High-performance liquid chromatography coupled with mass spectrometry serves as the mainstream platform for glycosylation profiling and glycan structure analysis. Glycan chains are released via enzymatic or chemical cleavage, followed by liquid chromatography-mass spectrometry (LC-MS) characterization. Fluorescent labeling and electrophoretic separation, combined with glycan-specific lectins and antibodies, further improve detection sensitivity of glycosylated proteins.

Recombinant protein expression underpins modern biotechnology. Multiple obstacles including proteolysis, misfolding, inclusion body formation and aggregation severely compromise protein structure and functional integrity. Targeted strategies have been developed, such as parameter optimization, synthesis duration regulation, chaperone application and folding buffer formulation, together with robust intracellular quality control systems.

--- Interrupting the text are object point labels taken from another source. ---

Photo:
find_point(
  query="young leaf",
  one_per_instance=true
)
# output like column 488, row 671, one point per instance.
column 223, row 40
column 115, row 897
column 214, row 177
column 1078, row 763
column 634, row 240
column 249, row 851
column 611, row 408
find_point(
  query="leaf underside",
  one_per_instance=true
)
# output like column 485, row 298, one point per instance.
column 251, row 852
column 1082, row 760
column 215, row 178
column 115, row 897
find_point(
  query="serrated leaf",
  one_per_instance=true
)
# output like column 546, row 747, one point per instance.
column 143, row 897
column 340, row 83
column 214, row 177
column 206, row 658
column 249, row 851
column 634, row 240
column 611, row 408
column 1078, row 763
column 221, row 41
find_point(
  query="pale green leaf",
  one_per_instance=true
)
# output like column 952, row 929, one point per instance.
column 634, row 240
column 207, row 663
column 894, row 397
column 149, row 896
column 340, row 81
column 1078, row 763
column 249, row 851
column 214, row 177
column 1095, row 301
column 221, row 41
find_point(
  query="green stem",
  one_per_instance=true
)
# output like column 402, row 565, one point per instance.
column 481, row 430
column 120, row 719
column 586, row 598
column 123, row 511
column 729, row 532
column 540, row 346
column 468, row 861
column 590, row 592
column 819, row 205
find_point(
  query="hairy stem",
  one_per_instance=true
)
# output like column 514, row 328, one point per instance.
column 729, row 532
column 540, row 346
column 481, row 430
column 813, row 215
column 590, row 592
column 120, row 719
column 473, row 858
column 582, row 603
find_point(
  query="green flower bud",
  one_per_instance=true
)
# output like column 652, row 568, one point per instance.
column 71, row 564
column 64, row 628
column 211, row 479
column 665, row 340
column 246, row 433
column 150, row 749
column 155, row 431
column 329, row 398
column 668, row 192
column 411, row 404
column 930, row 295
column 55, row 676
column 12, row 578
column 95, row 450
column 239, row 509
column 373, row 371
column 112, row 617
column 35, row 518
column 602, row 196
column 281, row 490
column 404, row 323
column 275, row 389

Post-translational modification is indispensable for recombinant protein production and clinical application. Clarification of its biological significance and maturation of identification techniques facilitate the establishment of high-efficiency production protocols, accelerate drug and therapeutic regimen development, and provide novel remedies for malignant tumors, neurological disorders and various acute and chronic diseases.